The portfolio lists dozens of offsets, including the nine rice farming projects in the Anhui province. Shell says they “cut greenhouse gases, increase rice productivity, and provide job opportunities - particularly for women”.

More than 450,000 credits issued by the rice farming projects in which Shell is involved have been purchased and used to compensate for emissions between June 2022 and January 2023, according to Verra’s registry.

The credits give polluters a license to emit 450,000 tons of carbon dioxide, more than Tonga emits in a year.

Over 85% of those credits ended up in the hands of PetroChina, the country’s state-owned oil and gas company. 

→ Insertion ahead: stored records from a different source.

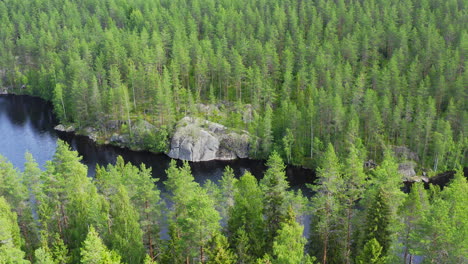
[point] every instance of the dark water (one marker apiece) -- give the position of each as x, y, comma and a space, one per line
26, 124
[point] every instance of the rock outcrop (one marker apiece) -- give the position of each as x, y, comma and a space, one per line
200, 140
62, 128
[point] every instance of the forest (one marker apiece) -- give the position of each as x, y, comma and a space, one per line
324, 84
60, 215
297, 75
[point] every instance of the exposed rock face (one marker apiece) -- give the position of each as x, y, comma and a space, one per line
62, 128
407, 169
405, 152
120, 140
140, 129
200, 140
91, 133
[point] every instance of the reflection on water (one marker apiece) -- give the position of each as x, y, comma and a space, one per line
26, 124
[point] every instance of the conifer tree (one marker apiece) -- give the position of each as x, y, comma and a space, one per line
274, 186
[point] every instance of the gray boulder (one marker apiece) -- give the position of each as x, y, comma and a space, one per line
407, 170
200, 140
91, 133
120, 140
62, 128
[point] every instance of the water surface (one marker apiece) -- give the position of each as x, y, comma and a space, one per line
27, 124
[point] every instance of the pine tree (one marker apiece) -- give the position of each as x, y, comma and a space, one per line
245, 223
371, 254
10, 238
377, 224
274, 186
94, 251
218, 251
125, 236
412, 211
326, 207
288, 246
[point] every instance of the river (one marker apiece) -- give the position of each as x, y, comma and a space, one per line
27, 124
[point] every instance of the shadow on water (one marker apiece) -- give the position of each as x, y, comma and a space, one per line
27, 124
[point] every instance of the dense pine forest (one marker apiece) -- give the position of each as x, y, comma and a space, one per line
296, 74
60, 215
325, 84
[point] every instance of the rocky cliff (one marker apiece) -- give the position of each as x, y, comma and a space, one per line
200, 140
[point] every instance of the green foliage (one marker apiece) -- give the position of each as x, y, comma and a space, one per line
315, 69
245, 223
219, 252
10, 239
274, 186
371, 254
94, 251
288, 246
378, 224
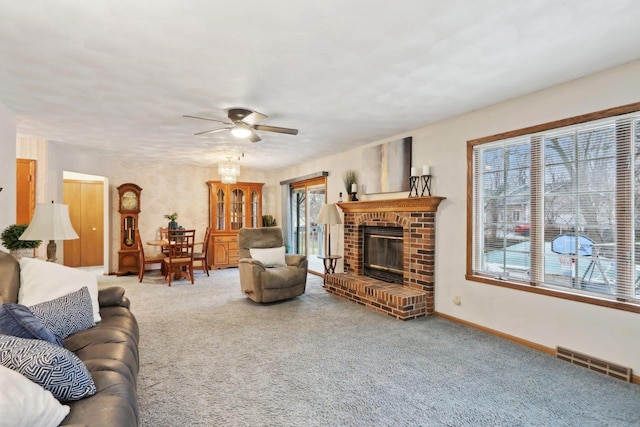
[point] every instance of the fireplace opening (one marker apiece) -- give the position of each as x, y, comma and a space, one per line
383, 257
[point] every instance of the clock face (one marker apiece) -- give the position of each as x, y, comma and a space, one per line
129, 200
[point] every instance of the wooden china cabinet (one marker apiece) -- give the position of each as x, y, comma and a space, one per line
232, 206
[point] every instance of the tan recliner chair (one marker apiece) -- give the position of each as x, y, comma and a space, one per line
287, 278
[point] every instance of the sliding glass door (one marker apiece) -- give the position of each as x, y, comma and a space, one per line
307, 237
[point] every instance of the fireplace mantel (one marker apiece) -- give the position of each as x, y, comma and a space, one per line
409, 204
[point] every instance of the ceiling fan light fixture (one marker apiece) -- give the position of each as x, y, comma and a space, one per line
240, 131
228, 179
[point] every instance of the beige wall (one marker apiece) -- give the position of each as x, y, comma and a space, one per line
601, 332
7, 168
165, 189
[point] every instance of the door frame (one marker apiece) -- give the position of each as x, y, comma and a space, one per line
305, 184
106, 240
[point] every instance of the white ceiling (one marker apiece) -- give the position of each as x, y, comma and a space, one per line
119, 74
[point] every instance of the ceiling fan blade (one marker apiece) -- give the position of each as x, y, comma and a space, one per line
254, 137
254, 118
207, 132
204, 118
276, 129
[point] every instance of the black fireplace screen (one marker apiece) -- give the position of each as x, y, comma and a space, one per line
383, 255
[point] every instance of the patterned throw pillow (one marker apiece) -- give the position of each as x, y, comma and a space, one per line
18, 321
54, 368
24, 403
66, 315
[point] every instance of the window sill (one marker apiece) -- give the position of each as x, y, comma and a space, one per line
587, 299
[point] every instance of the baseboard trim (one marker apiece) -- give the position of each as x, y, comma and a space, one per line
552, 351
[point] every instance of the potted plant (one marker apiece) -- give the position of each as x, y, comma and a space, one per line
268, 221
173, 224
18, 248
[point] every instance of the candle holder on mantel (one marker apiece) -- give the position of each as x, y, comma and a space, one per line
426, 185
418, 184
414, 182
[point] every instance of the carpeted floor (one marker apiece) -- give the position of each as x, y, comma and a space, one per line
211, 357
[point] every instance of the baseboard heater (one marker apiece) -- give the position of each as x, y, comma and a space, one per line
593, 364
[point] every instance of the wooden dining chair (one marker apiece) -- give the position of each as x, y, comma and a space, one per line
179, 263
147, 259
202, 256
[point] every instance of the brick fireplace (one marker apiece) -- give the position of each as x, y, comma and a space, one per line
415, 296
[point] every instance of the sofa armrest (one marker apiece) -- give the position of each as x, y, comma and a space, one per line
113, 296
250, 261
295, 260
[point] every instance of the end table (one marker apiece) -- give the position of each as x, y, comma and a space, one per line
330, 262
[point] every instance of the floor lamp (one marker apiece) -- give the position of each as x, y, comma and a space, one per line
328, 216
50, 222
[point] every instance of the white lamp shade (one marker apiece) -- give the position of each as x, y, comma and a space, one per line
329, 214
50, 222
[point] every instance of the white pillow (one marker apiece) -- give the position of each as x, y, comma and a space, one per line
42, 281
270, 257
24, 403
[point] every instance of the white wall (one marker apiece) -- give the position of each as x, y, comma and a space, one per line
606, 333
7, 168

Verra says its investigation does not affect credits that were issued before the review began unless any excess credits were issued. "If Verra finds that excess VCUs [carbon credits] have been issued, the project proponent will be responsible for compensating for these excess VCUs," it added.

Shell and PetroChina are close commercial partners. In 2021 the companies signed a five-year deal for the supply of what they described as carbon-neutral liquified natural gas (LNG). For each cargo delivered under this agreement, PetroChina and Shell promised to offset the emissions generated using high-quality carbon credits. 

At the time environmental groups branded the initiative as 'greenwashing'. 

PetroChina did not respond to a request for comment.